2. Device according to claim 1, characterized in that at least one end portion of the core region facing the yoke, the permanent magnet means and at least one part of the yoke portion facing the core region are enclosed by a preferably hollow-cylindrical sleeve element.

3. Apparatus according to claim 1 or 2, characterized in that the / at least one opening and / or bore extends to form a thin outer wall of the yoke portion adjacent to the inner wall of the sleeve member.

4. Device according to one of claims 1 to 3, characterized by a plurality of evenly distributed in the circumferential direction around the circumference of the disc-shaped yoke portion provided recesses, openings and / or holes.

5. Device according to one of claims 1 to 4, characterized in that the bearing element is held in a surrounding this and a continuation of the supply and / or drain channel offering carrier, the carrier for receiving the yoke portion has a preferably hollow cylindrical recess and a maximum width of the recess is equal to or greater than a maximum diameter of the yoke portion.

6. Apparatus according to claim 5, characterized in that the carrier is part of an internal combustion engine.

7. Device according to one of claims 1 to 6, characterized in that the actuating element for the camshaft Hubumschaltung an internal combustion engine is designed to be controllable.

8. Electromagnetic actuator, in particular according to one of claims 1 to 7, with an end forming an engagement region and by a force stationary elongated control element movable elongate actuator having in sections permanent magnet means, which are designed to cooperate with a stationary core region axially opposite the core region acting as a yoke stationary bearing element for the at least partially piston-shaped actuator is provided, characterized in that the core region in Direction of the actuator forms a planar end face having a preferably slot-shaped recess and / or notch in a contact area with an associated end face of the actuating element.

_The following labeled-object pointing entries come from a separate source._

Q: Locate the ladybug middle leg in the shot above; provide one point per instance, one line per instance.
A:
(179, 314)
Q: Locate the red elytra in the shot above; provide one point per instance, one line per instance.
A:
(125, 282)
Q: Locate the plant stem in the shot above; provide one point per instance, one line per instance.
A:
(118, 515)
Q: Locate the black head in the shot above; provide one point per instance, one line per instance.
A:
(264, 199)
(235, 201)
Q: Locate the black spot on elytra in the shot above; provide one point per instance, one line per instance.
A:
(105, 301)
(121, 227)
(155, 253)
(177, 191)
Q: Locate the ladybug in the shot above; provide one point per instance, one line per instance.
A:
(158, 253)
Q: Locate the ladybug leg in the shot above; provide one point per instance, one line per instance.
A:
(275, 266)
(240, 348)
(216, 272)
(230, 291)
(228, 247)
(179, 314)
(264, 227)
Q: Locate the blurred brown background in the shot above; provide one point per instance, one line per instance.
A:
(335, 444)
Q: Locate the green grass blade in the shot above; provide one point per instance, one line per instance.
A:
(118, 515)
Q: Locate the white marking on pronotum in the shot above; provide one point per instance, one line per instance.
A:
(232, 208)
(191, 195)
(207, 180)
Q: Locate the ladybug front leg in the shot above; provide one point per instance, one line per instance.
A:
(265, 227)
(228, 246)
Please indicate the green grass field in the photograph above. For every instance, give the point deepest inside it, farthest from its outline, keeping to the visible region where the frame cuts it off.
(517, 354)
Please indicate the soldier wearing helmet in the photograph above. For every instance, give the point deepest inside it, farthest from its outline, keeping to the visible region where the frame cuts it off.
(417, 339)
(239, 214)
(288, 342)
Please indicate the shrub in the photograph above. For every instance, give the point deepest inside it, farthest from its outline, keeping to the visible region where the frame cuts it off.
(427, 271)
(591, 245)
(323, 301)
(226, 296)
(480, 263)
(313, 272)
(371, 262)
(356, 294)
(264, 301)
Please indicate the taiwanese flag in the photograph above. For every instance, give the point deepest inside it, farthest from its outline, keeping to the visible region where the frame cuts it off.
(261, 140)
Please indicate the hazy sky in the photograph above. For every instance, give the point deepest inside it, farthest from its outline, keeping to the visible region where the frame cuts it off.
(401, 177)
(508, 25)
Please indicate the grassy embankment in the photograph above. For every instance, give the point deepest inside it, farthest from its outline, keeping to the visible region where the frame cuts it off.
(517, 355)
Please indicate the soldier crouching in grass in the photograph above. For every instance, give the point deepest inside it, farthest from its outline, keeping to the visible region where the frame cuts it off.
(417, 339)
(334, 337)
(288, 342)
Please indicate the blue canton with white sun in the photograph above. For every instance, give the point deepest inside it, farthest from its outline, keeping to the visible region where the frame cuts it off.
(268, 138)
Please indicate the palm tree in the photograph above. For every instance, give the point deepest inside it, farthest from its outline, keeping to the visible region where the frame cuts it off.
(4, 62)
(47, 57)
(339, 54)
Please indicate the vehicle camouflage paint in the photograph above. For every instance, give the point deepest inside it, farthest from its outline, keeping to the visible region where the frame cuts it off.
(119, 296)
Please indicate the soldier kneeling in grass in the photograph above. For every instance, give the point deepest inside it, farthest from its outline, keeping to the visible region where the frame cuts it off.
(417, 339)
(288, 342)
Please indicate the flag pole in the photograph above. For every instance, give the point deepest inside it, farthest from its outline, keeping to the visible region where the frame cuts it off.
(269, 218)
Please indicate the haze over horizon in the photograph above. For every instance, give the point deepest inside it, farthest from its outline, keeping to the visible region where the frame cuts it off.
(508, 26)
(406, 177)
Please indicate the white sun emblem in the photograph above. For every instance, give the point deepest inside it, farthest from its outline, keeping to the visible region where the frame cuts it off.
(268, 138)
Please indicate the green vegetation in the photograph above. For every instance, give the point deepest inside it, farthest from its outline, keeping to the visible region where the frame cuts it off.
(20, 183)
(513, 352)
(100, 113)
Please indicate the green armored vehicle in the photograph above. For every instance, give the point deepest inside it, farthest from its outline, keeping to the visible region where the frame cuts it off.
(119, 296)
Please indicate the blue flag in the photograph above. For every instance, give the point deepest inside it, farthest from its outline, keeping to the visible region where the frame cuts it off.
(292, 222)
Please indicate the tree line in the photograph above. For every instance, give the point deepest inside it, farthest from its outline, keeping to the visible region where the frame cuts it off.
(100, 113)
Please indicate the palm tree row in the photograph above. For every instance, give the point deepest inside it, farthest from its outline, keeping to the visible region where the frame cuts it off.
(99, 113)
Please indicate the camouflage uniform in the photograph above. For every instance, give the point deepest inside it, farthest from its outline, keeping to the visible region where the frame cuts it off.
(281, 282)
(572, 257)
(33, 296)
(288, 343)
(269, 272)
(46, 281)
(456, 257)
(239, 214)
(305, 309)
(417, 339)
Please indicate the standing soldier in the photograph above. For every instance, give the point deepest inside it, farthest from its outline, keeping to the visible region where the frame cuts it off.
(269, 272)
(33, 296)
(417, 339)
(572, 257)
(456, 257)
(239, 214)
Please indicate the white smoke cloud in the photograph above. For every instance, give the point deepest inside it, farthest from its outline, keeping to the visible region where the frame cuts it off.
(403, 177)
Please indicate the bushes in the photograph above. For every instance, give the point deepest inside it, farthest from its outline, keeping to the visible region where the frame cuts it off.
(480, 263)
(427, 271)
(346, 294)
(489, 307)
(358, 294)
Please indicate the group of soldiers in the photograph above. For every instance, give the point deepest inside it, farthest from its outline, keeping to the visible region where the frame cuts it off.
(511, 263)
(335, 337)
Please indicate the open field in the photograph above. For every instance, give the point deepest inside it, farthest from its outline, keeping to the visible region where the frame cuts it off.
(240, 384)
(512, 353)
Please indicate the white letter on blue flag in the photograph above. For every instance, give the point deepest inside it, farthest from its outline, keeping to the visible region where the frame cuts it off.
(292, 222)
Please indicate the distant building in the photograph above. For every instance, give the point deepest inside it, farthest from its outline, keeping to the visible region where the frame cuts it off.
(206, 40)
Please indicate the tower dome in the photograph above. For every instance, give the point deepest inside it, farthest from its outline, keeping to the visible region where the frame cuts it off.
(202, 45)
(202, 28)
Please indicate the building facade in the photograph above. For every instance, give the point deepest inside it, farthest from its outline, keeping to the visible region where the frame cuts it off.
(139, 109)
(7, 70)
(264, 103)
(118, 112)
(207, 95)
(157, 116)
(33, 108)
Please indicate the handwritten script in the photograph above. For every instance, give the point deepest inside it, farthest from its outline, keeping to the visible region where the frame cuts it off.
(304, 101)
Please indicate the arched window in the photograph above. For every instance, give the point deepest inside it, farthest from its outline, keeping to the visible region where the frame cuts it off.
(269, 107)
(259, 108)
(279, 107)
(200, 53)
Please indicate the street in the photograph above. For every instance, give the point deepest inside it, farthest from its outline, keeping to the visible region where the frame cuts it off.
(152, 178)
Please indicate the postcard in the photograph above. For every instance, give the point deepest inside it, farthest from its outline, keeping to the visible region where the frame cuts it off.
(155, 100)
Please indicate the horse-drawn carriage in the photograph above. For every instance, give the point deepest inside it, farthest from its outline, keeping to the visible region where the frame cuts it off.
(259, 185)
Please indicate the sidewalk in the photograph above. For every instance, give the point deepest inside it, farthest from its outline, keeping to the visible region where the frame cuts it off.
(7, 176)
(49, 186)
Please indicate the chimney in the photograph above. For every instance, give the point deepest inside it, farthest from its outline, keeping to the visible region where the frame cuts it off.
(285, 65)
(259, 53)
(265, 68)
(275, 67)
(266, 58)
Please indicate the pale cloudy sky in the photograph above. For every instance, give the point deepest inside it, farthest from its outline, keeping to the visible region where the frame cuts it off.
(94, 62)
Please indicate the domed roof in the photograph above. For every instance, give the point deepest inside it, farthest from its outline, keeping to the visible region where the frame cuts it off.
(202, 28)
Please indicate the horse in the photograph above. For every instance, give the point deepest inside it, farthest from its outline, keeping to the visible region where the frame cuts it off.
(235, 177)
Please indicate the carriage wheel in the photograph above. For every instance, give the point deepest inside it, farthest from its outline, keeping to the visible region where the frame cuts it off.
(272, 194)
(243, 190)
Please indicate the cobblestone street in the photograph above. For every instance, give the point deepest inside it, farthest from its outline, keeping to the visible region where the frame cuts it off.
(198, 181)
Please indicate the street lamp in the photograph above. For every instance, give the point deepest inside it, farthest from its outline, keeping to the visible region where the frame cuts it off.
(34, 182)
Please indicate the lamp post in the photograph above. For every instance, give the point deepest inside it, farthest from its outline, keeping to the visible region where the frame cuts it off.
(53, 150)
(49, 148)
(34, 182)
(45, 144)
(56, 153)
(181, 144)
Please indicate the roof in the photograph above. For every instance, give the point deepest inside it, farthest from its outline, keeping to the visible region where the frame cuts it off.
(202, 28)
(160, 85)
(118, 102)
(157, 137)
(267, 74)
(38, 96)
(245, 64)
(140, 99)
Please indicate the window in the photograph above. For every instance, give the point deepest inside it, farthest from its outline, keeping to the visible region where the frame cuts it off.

9. The device according to claim 8, characterized in that the recess and / or notch extends as a transverse slot over at least the contact region and is dimensioned such that it reduces a lubricant-related adhesive force between the actuating element and the end face of the core region.

10. Electromagnetic actuator, in particular according to one of claims 1 to 9, having an end forming an engaging portion and movable by a stationary Spuleneinrichtυng movable elongated actuator having in sections permanent magnet means, which are designed to cooperate with a stationary core region, wherein the core region axially opposite one another a stationary bearing element acting as a yoke is provided for the actuating element, which is designed at least in sections in the form of a piston, characterized in that the elongated actuating element extends along a cylindrical bearing element. a flat and annular groove-shaped recess (52) and / or shell side at least one longitudinal groove (56) which is formed so that it is a lubricant-induced dynamic adhesive force between the actuator and the bearing element surrounding this decreases.